Skibicki was arrested on May 18 after the partial remains of Rebecca Contois, 24, were discovered in a garbage bin near an apartment complex. Contois was born in Winnipeg but belonged to the O-Chi-Chak-Ko-Sipi First Nation, also known as Crane River.
At the time, the police stated that they were not ruling out the possibility of further victims. Skibicki was charged with first-degree murder in three other killings that occurred during the same time period in the spring, authorities said on Thursday.
According to the police, Marcedes Myran, 26, and Morgan Beatrice Harris, 39, were killed in the first week of May. Both women belonged to the Long Plain First Nation and resided in Winnipeg.
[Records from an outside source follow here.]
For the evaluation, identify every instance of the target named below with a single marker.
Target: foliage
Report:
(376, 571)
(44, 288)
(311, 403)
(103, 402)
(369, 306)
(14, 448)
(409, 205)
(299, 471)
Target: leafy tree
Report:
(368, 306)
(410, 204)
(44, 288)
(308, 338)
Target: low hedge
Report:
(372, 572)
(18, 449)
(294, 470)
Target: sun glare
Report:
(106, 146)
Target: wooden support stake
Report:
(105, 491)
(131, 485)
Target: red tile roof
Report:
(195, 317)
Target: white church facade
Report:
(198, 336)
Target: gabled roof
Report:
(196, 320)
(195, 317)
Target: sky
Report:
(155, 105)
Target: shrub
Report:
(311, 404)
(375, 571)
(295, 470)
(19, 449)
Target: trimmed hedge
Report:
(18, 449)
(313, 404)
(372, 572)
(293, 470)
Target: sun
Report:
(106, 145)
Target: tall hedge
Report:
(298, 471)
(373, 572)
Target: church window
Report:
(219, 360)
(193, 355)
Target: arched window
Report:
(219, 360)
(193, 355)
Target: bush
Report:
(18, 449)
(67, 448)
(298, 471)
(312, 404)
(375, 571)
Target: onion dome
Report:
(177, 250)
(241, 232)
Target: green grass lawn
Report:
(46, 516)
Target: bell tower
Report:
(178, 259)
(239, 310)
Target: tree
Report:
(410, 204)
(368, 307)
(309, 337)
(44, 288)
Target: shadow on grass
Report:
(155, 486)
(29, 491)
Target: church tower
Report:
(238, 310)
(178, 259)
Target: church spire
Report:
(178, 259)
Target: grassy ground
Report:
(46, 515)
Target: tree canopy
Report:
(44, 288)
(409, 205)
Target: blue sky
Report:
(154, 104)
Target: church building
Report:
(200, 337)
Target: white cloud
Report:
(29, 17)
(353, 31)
A fourth woman, unidentified but assumed to be Indigenous, is thought to have been killed on or around March 15th, according to police. They published a picture of a jacket that looked like the one she was wearing.
“It’s always unsettling whenever there is any kind of serial killing,” Winnipeg police chief Danny Smyth said. “It does involve Indigenous women. We’re very sensitive to the whole missing and murdered Indigenous women investigation and inquiry and the recommendations that came out of that.”
Police have revealed little details regarding their inquiry, but have stated that they have no leads on any more potential victims.
“I’m not sure if they were particularly targeted, but the victims in this are certainly all Indigenous women,” Smyth said.
Authorities have not recovered the bodies of the other three victims, according to Smyth, but they have enough evidence to charge Skibicki with first-degree murder.
He declined to provide any information because the investigation is still ongoing.
“We have a lot more work to do to defend Indigenous women and girls’ lives,” Winnipeg mayor Scott Gillingham said.
“Right now, far too many individuals are experiencing homelessness, addiction, and poverty, putting him in vulnerable positions.”